Cormac McCarthy, All die schönen Pferde
Cesare schnitt ein dünnes Stück vom Toma-Käse ab, klappte das Messer wieder zu und betrachtete durch das Fenster den langsam kommenden Abend.
Noch hoben sich die Bergkämme vor der untergehenden Sonne ab, aber unten im Tal hatten die Pinien bereits das matte Grün der Abenddämmerung. Auf der anderen Seite des Flusses lagen noch einige Heubündel auf den Feldern. Auf den Hängen schaukelte ein träger Wind die Buchen und Kastanien ins Dunkel.
Er schob sich ein Stück Brot mit Käse in den Mund und kaute so lange, bis der Käse wieder zu Milch, bis das Brot wieder zu Getreide wurde.
Nur noch schwach kam das Licht ins Zimmer. Gegen die Wände konnte man einen Küchenschrank, einen alten Kühlschrank, die Spüle und wenige andere Möbel erkennen, die mit der Zeit nachgedunkelt waren. Eine Truhe aus Kirschbaumholz lag, ein dickes Tier mit kurzen Beinen, zusammengekauert neben der Tür.
Unter dem Tisch ertönte ein Schnaufen.
Cesare senkte den Blick und sah in die Augen der Hündin. «Brav, Micol, brav», sagte er und streckte seinen Arm aus.
Die Hündin zog die Lefzen hoch und nahm die Käserinde vorsichtig mit den Zähnen, um seine Finger nicht zu streifen.
Cesare musterte sie.
Sie war eine Promenadenmischung. Den schmalen, nervösen Rücken, wie geschaffen zum Rennen, hatte sie von ihren wölfischen Ahnen. Das Braun ihrer Augen und ihre Anhänglichkeit dagegen von ihren an Arbeit gewohnten Vorfahren.
Das Telefon klingelte.
Cesare ging gemächlich zu dem alten, grauen Apparat auf der Konsole.
«Ja?»
Die Stimme des Pfarrers drang gedämpft aus dem Hörer.
«Nein, nein, Sie stören nicht.»
Während Cesare lauschte, sah er zum heiligen Josef auf der Werkbank. Daneben standen vier weitere Holzscheite, die zum Schnitzen noch zu weich waren. Bei einem konnte man erkennen, wie er Gewandfalten geübt hatte.
«Bis Ende Oktober, wenn es nicht allzu feucht ist», sagte er, zog eine Gitane aus der Hemdtasche und zündete sie an, dabei hielt er die Hand schützend vor das Streichholz. Er musste lächeln – während seiner Zeit auf See hatte er sich diese Geste angewöhnt. Selbst dreißig Jahre ohne Meer hatten nicht ausgereicht, um ihm diese Gewohnheit auszutreiben.
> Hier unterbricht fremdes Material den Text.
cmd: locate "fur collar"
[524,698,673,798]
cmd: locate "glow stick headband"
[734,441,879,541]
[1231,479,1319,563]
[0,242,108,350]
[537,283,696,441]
Der Pfarrer jammerte über den Wind, der in diesen Tagen durchs Tal fegte, dann erwähnte er eine Kirchenbank, die repariert werden musste, und all die Arbeiten, die er früher ganz allein erledigt habe, was jetzt aber nicht mehr ginge. Cesare sah ihn vor sich, in seinem immer gleichen schwarzen Gewand, die Augen fast blind, doch noch immer von lebendigem Blau, die Hände spröde wie Trockenblumen.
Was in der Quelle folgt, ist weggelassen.